Я, разумеется, подтвердил, но едва раскрыл рот, чтобы объяснить, почему мы с Федоровским решили ничего не сообщать Ашинову, как Нестеров меня оборвал:

– Причины нас не интересуют, нас интересуют факты. Итак, вы, доктор Усольцев, не только встретились с врагом нашего святого дела, не только не отвергли его грязную клевету, но и постарались скрыть эту встречу. И конечно, – он повысил голос, – и конечно, не случись там господина Джайранова, скрыли бы. Так или не так? Отвечайте без долгих слов, к коим вы весьма наклонны.

– Но послушайте, господа, ведь это же нелепость!

– Отвечайте, дело чрезвычайное, отвечайте.

– Я отвечаю, капитан.

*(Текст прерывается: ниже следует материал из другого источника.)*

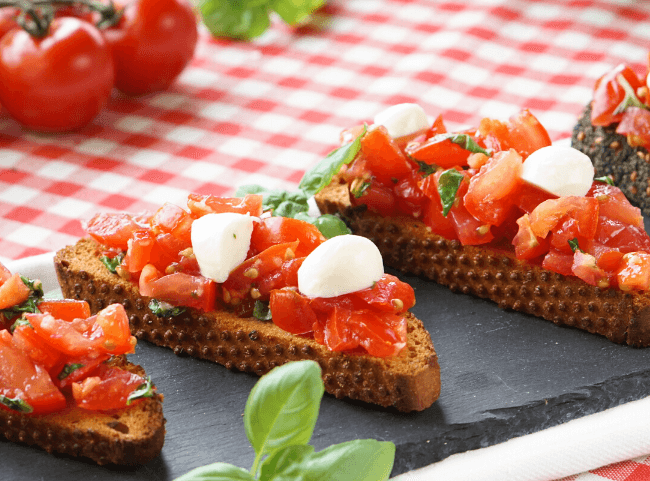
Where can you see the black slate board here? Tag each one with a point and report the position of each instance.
(504, 374)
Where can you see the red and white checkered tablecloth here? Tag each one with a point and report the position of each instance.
(263, 112)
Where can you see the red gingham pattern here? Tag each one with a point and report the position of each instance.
(265, 111)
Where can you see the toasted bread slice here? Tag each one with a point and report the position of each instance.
(408, 245)
(409, 381)
(612, 155)
(130, 436)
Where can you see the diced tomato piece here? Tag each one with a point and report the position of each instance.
(384, 159)
(66, 309)
(635, 124)
(381, 336)
(291, 311)
(614, 204)
(22, 379)
(551, 213)
(179, 288)
(34, 346)
(389, 294)
(608, 95)
(377, 197)
(624, 237)
(529, 196)
(279, 230)
(527, 244)
(523, 132)
(489, 197)
(443, 153)
(585, 267)
(410, 198)
(559, 262)
(201, 205)
(13, 292)
(113, 230)
(634, 273)
(108, 389)
(262, 272)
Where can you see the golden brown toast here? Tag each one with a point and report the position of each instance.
(409, 381)
(409, 245)
(130, 436)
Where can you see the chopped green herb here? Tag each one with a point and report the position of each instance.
(573, 243)
(112, 263)
(164, 309)
(605, 179)
(16, 404)
(448, 185)
(261, 311)
(321, 175)
(69, 369)
(145, 389)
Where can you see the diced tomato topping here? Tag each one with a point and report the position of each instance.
(66, 309)
(635, 124)
(527, 244)
(608, 95)
(13, 291)
(108, 389)
(291, 311)
(279, 230)
(634, 273)
(21, 379)
(201, 205)
(384, 159)
(489, 197)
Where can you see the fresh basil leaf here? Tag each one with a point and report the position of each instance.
(69, 369)
(217, 472)
(145, 389)
(164, 309)
(112, 263)
(448, 185)
(283, 459)
(282, 408)
(360, 460)
(16, 404)
(321, 175)
(20, 322)
(426, 169)
(240, 19)
(261, 311)
(295, 11)
(573, 243)
(606, 179)
(464, 140)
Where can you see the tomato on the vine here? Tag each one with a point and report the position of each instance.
(59, 82)
(151, 44)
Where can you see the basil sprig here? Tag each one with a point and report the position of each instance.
(31, 304)
(16, 404)
(247, 19)
(448, 185)
(164, 309)
(279, 419)
(145, 389)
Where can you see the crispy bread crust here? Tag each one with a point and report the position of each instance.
(130, 436)
(408, 245)
(409, 381)
(612, 155)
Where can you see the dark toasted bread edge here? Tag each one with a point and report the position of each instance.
(408, 245)
(131, 436)
(409, 381)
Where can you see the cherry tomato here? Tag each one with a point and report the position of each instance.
(152, 43)
(59, 82)
(21, 378)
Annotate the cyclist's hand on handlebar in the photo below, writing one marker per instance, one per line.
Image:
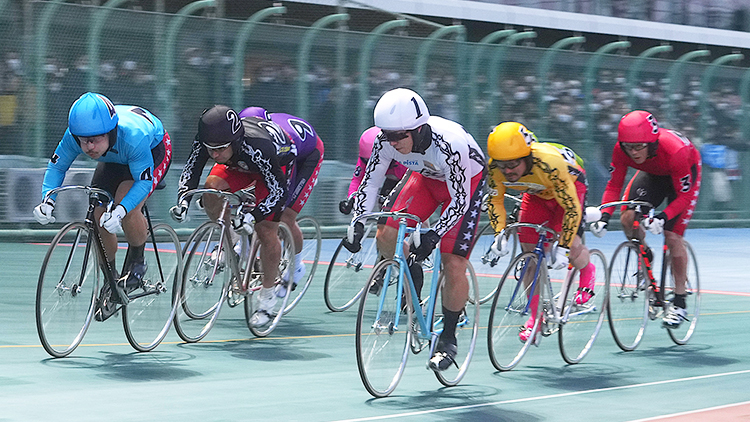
(655, 225)
(599, 228)
(43, 212)
(428, 241)
(112, 220)
(246, 222)
(179, 211)
(353, 240)
(500, 246)
(346, 205)
(561, 258)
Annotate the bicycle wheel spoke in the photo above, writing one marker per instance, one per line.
(348, 273)
(148, 316)
(66, 291)
(383, 332)
(682, 334)
(627, 308)
(467, 330)
(510, 312)
(582, 322)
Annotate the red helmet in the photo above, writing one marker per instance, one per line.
(637, 127)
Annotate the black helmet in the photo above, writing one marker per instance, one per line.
(219, 125)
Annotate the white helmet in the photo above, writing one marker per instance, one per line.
(401, 109)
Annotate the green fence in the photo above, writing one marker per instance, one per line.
(331, 72)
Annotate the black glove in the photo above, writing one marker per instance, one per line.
(345, 206)
(356, 244)
(428, 242)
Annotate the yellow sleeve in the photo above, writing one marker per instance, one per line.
(562, 185)
(496, 205)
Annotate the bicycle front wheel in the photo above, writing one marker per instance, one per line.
(204, 282)
(312, 242)
(255, 269)
(348, 272)
(486, 265)
(466, 330)
(682, 334)
(511, 311)
(148, 316)
(628, 301)
(383, 331)
(581, 323)
(66, 290)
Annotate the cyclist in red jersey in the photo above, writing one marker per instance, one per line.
(669, 167)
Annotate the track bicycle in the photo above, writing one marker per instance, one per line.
(577, 326)
(76, 269)
(214, 273)
(486, 264)
(395, 321)
(636, 296)
(312, 243)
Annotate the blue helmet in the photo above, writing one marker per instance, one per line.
(91, 115)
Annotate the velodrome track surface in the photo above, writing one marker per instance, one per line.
(306, 370)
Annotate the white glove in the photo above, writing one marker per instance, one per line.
(561, 258)
(599, 229)
(43, 212)
(247, 222)
(654, 225)
(112, 221)
(179, 211)
(500, 246)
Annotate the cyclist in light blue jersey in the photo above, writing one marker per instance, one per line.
(134, 153)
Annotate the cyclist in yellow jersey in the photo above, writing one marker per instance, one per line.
(554, 186)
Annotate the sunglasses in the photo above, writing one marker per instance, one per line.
(217, 148)
(507, 165)
(395, 136)
(633, 147)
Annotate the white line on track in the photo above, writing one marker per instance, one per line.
(547, 397)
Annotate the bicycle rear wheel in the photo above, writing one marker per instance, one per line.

Не извольте перебивать!

– Пусть отвечает, – будто б равнодушно вставил Ашинов.

– Чудовищная нелепость, господа! Сами посудите: ну какой олух будет секретничать в присутствии третьего? Ведь он-то был в каюте! – Я кивнул на Джайранова.

– Согласен, – усмехнулся Нестеров. – Однако вы полагали, что господин Джайранов спит. Вы и беседовали-то вполголоса.

– Еле-еле, – поддакнул Джайранов.

– Да, полагал и потому был негромок, – согласился я, чувствуя, как земля уходит из-под ног. – Но это вовсе ничего не значит.

– «Ничего не значит», – повторил Ашинов и коротко рассмеялся.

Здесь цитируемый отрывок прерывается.